A cultura que herdámos e que os jovens, felizmente estão a alterar, fazia com que uma mulher, depois do trabalho era responsabilizada em especial pela alimentação em casa, limpeza, os cuidados com os filhos e o vestuário. Os tempos mudam, mas infelizmente ainda temos muitos “netos de moura” e tanto a lei como as autoridades ainda não tratam de forma séria, a violência doméstica e os crimes sexuais. Por isso a violência e os crimes não abrandam, apesar dos esforços.
As insistentes palavras “parem de nos matar”, já não deviam existir e só podiam ter sido ditas uma vez; mas o flagelo do femicídio registou 32 vítimas em Portugal no ano passado (2019). A maioria teve como origem a violência doméstica ainda tolerada por parte da sociedade machista, incluindo parte da justiça.
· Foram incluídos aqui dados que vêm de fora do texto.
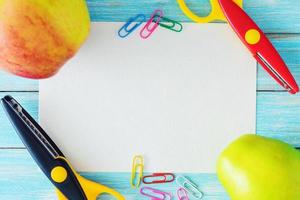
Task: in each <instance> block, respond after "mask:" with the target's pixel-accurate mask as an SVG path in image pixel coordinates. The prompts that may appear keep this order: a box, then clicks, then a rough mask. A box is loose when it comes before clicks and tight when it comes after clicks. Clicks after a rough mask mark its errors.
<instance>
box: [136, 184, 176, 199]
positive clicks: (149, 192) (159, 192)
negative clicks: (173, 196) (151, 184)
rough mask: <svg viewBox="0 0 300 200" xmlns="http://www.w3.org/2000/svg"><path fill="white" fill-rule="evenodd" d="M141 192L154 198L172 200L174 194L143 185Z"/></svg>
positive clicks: (141, 192)
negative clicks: (163, 191)
mask: <svg viewBox="0 0 300 200" xmlns="http://www.w3.org/2000/svg"><path fill="white" fill-rule="evenodd" d="M140 193H141V194H142V195H144V196H146V197H150V198H151V199H152V200H171V199H172V194H170V193H168V192H163V191H161V190H157V189H154V188H151V187H142V188H141V190H140Z"/></svg>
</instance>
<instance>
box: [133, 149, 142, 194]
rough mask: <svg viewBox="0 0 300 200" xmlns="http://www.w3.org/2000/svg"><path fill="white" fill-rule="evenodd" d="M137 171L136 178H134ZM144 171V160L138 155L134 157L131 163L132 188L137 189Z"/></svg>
mask: <svg viewBox="0 0 300 200" xmlns="http://www.w3.org/2000/svg"><path fill="white" fill-rule="evenodd" d="M137 171H138V176H136V174H137ZM143 171H144V158H143V157H142V156H140V155H137V156H134V157H133V161H132V171H131V180H130V184H131V187H132V188H138V187H139V186H140V183H141V179H142V177H143Z"/></svg>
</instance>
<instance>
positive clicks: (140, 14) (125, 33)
mask: <svg viewBox="0 0 300 200" xmlns="http://www.w3.org/2000/svg"><path fill="white" fill-rule="evenodd" d="M145 21H146V16H145V15H144V14H138V15H136V16H135V17H131V18H130V19H129V20H128V21H127V22H126V23H125V24H124V25H123V26H122V27H121V28H120V30H119V31H118V35H119V36H120V37H121V38H125V37H127V36H128V35H129V34H130V33H132V32H133V31H134V30H135V29H137V28H138V27H139V26H140V25H141V24H142V23H143V22H145Z"/></svg>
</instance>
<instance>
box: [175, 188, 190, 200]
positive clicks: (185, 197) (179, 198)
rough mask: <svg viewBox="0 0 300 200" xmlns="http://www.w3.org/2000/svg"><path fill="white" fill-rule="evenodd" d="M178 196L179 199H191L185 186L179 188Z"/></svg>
mask: <svg viewBox="0 0 300 200" xmlns="http://www.w3.org/2000/svg"><path fill="white" fill-rule="evenodd" d="M177 196H178V200H189V197H188V195H187V192H186V190H185V189H184V188H179V189H178V190H177Z"/></svg>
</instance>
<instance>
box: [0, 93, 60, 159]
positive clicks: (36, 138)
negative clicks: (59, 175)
mask: <svg viewBox="0 0 300 200" xmlns="http://www.w3.org/2000/svg"><path fill="white" fill-rule="evenodd" d="M1 103H2V105H3V107H4V110H5V111H6V113H7V115H8V117H9V120H10V121H11V123H12V124H13V126H14V128H15V129H16V131H17V133H18V135H19V136H20V137H21V139H22V141H23V143H24V145H25V146H26V147H27V148H28V149H29V150H30V153H31V154H33V156H34V157H37V156H38V157H40V156H41V155H37V154H43V155H44V156H47V155H49V156H50V157H51V158H52V159H55V158H57V157H59V156H63V154H62V153H61V151H60V150H59V149H58V147H57V146H56V145H55V143H54V142H53V141H52V140H51V139H50V138H49V137H48V136H47V134H46V133H45V131H44V130H43V129H42V128H41V127H40V126H39V125H38V123H37V122H36V121H35V120H34V119H33V118H32V117H31V116H30V115H29V114H28V113H27V111H26V110H25V109H24V108H23V107H22V106H21V105H20V104H19V103H18V102H17V101H16V100H15V99H14V98H12V97H11V96H5V97H4V98H2V100H1ZM38 144H39V145H38Z"/></svg>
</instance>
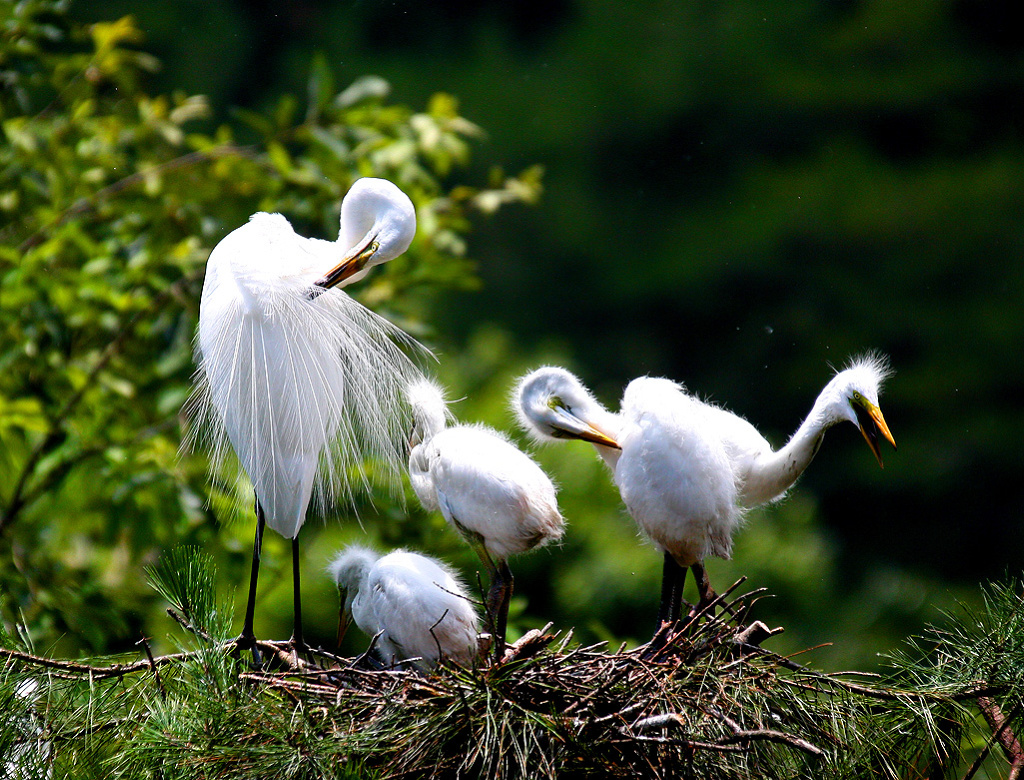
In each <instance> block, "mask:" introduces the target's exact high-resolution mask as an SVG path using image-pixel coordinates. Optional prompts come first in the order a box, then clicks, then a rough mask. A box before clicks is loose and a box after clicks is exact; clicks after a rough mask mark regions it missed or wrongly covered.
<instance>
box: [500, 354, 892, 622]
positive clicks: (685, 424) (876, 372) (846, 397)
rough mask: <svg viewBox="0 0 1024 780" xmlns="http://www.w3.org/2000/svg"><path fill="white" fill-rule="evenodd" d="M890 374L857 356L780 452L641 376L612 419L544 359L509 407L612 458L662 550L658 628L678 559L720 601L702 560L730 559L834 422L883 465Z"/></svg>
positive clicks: (736, 425)
mask: <svg viewBox="0 0 1024 780" xmlns="http://www.w3.org/2000/svg"><path fill="white" fill-rule="evenodd" d="M888 375H889V369H888V364H887V362H886V361H885V360H884V359H882V358H880V357H877V356H873V355H868V356H865V357H861V358H858V359H855V360H853V361H852V362H851V363H850V365H849V366H848V367H847V369H846V370H845V371H842V372H840V373H839V374H838V375H837V376H836V377H834V378H833V380H831V381H830V382H829V383H828V384H827V385H826V386H825V388H824V390H822V392H821V394H820V395H819V396H818V398H817V400H816V401H815V403H814V406H813V407H812V409H811V414H810V415H809V416H808V418H807V419H806V420H805V421H804V423H803V424H802V425H801V426H800V428H799V429H798V430H797V432H796V433H795V434H794V435H793V437H792V438H791V439H790V442H788V443H787V444H786V445H785V446H784V447H782V448H781V449H779V450H778V451H777V452H776V451H773V450H772V448H771V445H770V444H769V443H768V442H767V441H766V440H765V439H764V437H763V436H761V434H760V433H758V431H757V430H756V429H755V428H754V426H752V425H751V424H750V423H748V422H746V421H745V420H743V419H742V418H740V417H737V416H735V415H733V414H731V413H729V411H726V410H725V409H722V408H720V407H718V406H715V405H713V404H710V403H706V402H703V401H700V400H698V399H696V398H694V397H693V396H691V395H688V394H687V393H686V392H685V391H684V389H683V388H682V386H680V385H676V384H675V383H672V382H669V381H668V380H657V379H649V378H641V379H636V380H634V381H633V382H631V383H630V384H629V386H628V387H627V388H626V393H625V395H624V397H623V404H622V410H621V411H620V414H617V415H614V414H611V413H609V411H608V410H607V409H605V408H604V407H603V406H601V404H600V403H598V402H597V401H596V400H595V399H594V397H593V396H592V395H591V394H590V392H589V391H588V390H587V389H586V388H585V387H584V386H583V384H582V383H581V382H580V380H579V379H577V378H575V377H574V376H572V375H571V374H570V373H569V372H567V371H565V370H564V369H558V367H555V366H546V367H542V369H539V370H537V371H535V372H532V373H531V374H529V375H527V376H526V377H524V378H523V379H522V380H521V381H520V382H519V384H518V387H517V390H516V397H515V402H514V406H515V408H516V411H517V415H518V417H519V421H520V424H521V425H522V426H523V428H524V429H525V430H527V431H528V432H529V433H530V434H531V435H534V436H535V438H537V439H539V440H542V441H543V440H550V439H560V438H578V439H583V440H585V441H590V442H592V443H593V444H594V445H595V447H596V448H597V450H598V452H599V453H600V456H601V457H602V459H603V460H604V461H605V463H606V464H607V465H608V466H609V468H610V469H611V471H612V473H613V475H614V480H615V484H616V485H617V486H618V489H620V492H621V494H622V496H623V501H624V503H625V504H626V506H627V509H628V510H629V512H630V514H631V515H632V516H633V518H634V520H636V522H637V524H638V525H639V526H640V528H641V529H642V530H643V531H644V532H645V533H646V534H647V535H648V536H649V537H650V538H651V539H652V540H653V541H654V543H655V545H656V546H657V547H658V548H659V549H662V550H663V551H664V552H665V573H664V575H663V584H662V589H663V590H662V607H660V610H659V624H660V622H662V621H664V620H670V621H674V620H676V619H677V618H678V614H679V600H680V596H681V592H682V584H683V578H684V577H685V569H684V568H682V567H685V566H689V567H690V568H691V570H692V571H693V574H694V577H695V578H696V580H697V589H698V592H699V596H700V606H705V605H707V604H708V603H709V602H710V601H711V600H712V599H713V598H714V591H713V590H712V588H711V586H710V582H709V581H708V575H707V571H706V570H705V568H703V565H702V561H703V558H705V557H707V556H708V555H716V556H719V557H722V558H728V557H729V556H730V555H731V551H732V533H733V531H734V530H735V528H736V527H737V525H738V523H739V520H740V518H741V510H742V509H743V508H746V507H753V506H756V505H758V504H763V503H765V502H768V501H772V500H774V499H777V497H779V496H781V495H782V494H783V493H784V492H785V491H786V490H787V489H788V488H790V487H791V486H792V485H793V483H794V482H796V480H797V478H798V477H799V476H800V475H801V474H802V473H803V471H804V469H806V468H807V465H808V464H809V463H810V462H811V459H812V458H813V457H814V453H815V452H816V451H817V448H818V446H819V445H820V443H821V439H822V437H823V436H824V432H825V430H826V429H827V428H829V427H830V426H833V425H835V424H836V423H839V422H842V421H844V420H846V421H850V422H852V423H855V424H856V425H857V426H858V427H859V428H860V430H861V433H863V435H864V438H865V439H866V440H867V443H868V445H870V447H871V451H872V452H873V453H874V456H876V458H878V460H879V463H880V465H881V463H882V459H881V453H880V450H879V441H878V439H879V436H880V435H881V436H883V437H884V438H886V439H887V440H888V441H889V442H890V443H892V444H893V446H895V441H894V440H893V437H892V434H891V433H890V432H889V428H888V426H887V425H886V422H885V418H884V417H883V416H882V411H881V410H880V409H879V405H878V396H879V389H880V387H881V384H882V382H883V381H884V380H885V379H886V377H887V376H888ZM616 445H617V446H618V447H621V449H616V448H615V446H616ZM667 601H668V602H669V603H667Z"/></svg>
Trabalhei numa empresa onde uma engenheira com as mesmas qualificações e responsabilidades ganhava menos que o engenheiro. Como representante dos trabalhadores não consegui mudar nada, porque a lei de 2003/PSD-CSD, acabou por branquear esta e outras descriminações, como o fosso salarial que é enorme. Em média e comparado com os salários dos homens, as mulheres ganham menos.
Este país que se orgulha de ser um dos mais seguros do mundo, não consegue proteger as crianças, os velhinhos e as mulheres continuam a morrer assassinadas todos os anos, apesar de já não terem receio de denunciar os seus agressores. Mais de 500 mulheres foram assassinadas nos últimos 15 anos, destruindo famílias e com mais de 1000 crianças com a vida devastada. É inadmissível que sejam as mulheres agredidas a saírem de casa, levando muitas vezes os filhos, quando estes não são institucionalizados.
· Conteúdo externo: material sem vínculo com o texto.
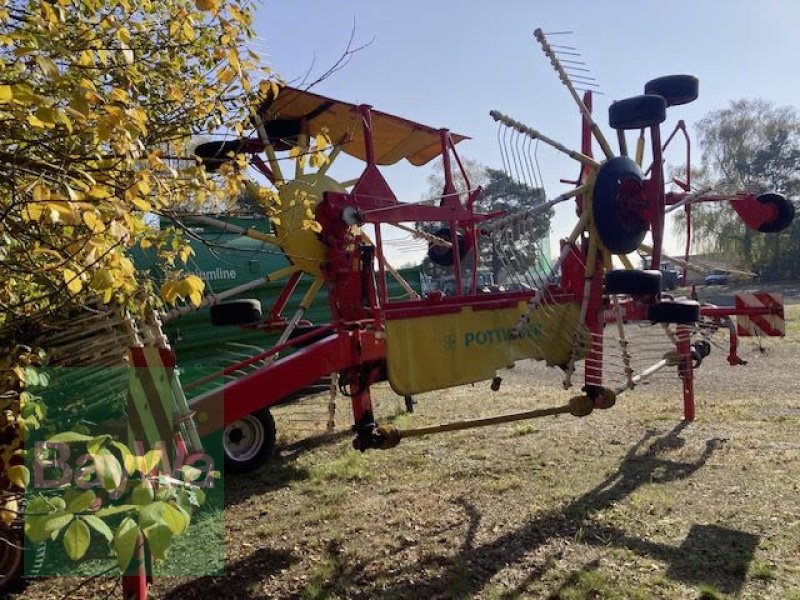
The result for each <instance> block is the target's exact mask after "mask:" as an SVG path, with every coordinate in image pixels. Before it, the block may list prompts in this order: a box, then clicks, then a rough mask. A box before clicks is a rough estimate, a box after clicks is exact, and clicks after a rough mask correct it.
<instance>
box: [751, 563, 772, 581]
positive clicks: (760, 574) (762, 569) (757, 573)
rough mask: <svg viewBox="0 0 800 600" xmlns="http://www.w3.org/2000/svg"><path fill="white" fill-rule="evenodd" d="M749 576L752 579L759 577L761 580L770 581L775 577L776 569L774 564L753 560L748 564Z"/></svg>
mask: <svg viewBox="0 0 800 600" xmlns="http://www.w3.org/2000/svg"><path fill="white" fill-rule="evenodd" d="M749 574H750V577H751V578H753V579H760V580H761V581H771V580H773V579H775V577H776V576H777V574H778V569H777V567H775V565H772V564H770V563H765V562H754V563H752V564H751V565H750V570H749Z"/></svg>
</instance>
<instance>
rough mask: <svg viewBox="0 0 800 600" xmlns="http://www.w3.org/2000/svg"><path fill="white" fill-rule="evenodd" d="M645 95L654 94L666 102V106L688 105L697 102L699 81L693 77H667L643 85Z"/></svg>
mask: <svg viewBox="0 0 800 600" xmlns="http://www.w3.org/2000/svg"><path fill="white" fill-rule="evenodd" d="M644 93H645V94H655V95H656V96H661V97H662V98H664V100H666V101H667V106H678V105H680V104H688V103H689V102H693V101H694V100H697V96H698V94H699V93H700V80H699V79H697V77H695V76H694V75H667V76H665V77H658V78H657V79H651V80H650V81H648V82H647V83H646V84H644Z"/></svg>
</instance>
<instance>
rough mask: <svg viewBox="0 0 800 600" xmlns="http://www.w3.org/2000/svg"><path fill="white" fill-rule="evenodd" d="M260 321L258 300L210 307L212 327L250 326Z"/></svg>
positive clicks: (259, 312) (225, 303) (235, 300)
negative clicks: (237, 325) (238, 325)
mask: <svg viewBox="0 0 800 600" xmlns="http://www.w3.org/2000/svg"><path fill="white" fill-rule="evenodd" d="M260 319H261V302H260V301H258V300H230V301H228V302H221V303H219V304H216V305H214V306H212V307H211V324H212V325H250V324H252V323H256V322H258V321H259V320H260Z"/></svg>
Continuam a faltar as efetivas ações de formação cívica e educação sexual; faltam políticas de penalização criminal e políticas laborais efetivas contra todo o tipo de assédio e precariedade no trabalho. Faltam ainda, medidas sérias para controlar o alcoolismo, a toxicodependência e a doença mental. O machismo existe em todas as profissões e condições sociais. Não é um curso superior que resolve este problema da violência de género – é a educação!
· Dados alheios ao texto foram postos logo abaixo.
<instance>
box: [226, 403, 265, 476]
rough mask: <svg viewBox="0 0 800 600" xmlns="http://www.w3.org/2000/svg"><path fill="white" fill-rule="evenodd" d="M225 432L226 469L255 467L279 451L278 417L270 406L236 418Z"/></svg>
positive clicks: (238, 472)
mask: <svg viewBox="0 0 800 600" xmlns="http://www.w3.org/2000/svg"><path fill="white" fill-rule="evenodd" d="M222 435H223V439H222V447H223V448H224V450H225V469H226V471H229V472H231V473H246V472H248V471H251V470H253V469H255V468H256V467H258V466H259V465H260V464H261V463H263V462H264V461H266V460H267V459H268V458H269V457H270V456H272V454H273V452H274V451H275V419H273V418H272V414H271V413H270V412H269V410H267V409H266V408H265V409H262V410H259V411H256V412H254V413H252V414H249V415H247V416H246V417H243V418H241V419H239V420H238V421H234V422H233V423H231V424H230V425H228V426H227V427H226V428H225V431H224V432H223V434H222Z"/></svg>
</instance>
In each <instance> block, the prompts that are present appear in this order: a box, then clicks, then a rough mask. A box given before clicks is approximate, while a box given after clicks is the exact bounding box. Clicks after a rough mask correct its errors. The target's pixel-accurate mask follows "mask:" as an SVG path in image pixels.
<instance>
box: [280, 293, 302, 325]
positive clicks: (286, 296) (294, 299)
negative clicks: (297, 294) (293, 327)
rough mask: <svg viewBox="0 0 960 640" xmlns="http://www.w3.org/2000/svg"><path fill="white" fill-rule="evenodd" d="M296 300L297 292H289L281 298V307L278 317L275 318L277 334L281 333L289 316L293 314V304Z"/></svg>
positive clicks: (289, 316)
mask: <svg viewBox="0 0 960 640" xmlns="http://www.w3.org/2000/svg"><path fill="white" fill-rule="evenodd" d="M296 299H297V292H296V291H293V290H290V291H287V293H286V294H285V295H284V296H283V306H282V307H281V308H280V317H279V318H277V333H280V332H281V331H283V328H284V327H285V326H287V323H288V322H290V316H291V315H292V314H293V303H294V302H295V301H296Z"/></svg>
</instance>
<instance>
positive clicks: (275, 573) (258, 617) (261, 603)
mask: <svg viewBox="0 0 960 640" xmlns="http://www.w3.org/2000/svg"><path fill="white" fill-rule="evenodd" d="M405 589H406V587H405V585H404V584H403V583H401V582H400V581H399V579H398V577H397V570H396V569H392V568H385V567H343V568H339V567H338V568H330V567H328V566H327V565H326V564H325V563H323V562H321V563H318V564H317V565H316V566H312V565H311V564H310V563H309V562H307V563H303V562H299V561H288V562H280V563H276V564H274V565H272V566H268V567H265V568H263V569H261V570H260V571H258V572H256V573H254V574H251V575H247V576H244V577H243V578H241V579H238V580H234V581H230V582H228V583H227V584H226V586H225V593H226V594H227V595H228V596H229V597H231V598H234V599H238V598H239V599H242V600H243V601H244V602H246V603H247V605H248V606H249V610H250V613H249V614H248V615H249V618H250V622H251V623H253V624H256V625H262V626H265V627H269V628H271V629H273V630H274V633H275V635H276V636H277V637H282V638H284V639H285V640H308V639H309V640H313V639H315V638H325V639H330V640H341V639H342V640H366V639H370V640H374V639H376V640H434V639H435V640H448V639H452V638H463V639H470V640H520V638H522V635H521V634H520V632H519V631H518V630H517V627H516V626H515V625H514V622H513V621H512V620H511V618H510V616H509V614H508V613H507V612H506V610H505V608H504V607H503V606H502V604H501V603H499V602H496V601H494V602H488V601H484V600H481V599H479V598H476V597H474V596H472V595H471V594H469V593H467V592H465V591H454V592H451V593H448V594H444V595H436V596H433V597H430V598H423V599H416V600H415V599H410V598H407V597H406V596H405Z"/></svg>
Quando vimos a extrema-direita a crescer no mundo, percebemos que a luta das mulheres vai ter mais inimigos, porque esta linha política é defensora das tradições e dos costumes conservadores por mais estúpidos que possam ser. Para não falar da sua postura misógina e sexista como convém aos defensores do machismo. Um eurodeputado polaco afirmou que as mulheres devem ganhar menos por serem mais fracas e menos inteligentes; um líder religioso iraniano acusou as mulheres “pouco modestas” de serem as causadoras dos terramotos…
Trump e Bolsonaro são dois grandes exemplos no plano internacional, mas o mais destacado é Erdogan, presidente da Turquia, onde defende que as mulheres devem ter pelo menos três filhos e que o controlo de natalidade é "uma traição". Acresce ainda a posição da esposa deste chefe de estado, que enaltece o papel do harém, depois do seu esposo ter declarado que o papel da mulher é, acima de tudo como mãe e que as mulheres sem filhos são deficientes e incompletas.
Por este mundo fora, desde a obrigação do véu, da burka, mutilação genital, transportes só para mulheres e proibição de saias curtas, entre outras atrocidades, as mulheres têm muitas razões para não descansarem, enquanto alguém por ser mulher é discriminada, violentada e assassinada. Os machistas, os abusadores e os criminosos continuam impunes e as mulheres não vão poder baixar os braços nesta luta em que já são muitas, as que corajosamente se recusam a serem tratadas como objetos, ou seres inferiores.
Aguardam-se outros combates, mas a vitória do sim à descriminalização do aborto foi uma grande vitória de todos e todas que queriam a diminuição de abortos, a abolição de mortes em condições precárias, mas em particular foi uma vitória das mulheres que exigiram respeito pelo seu corpo.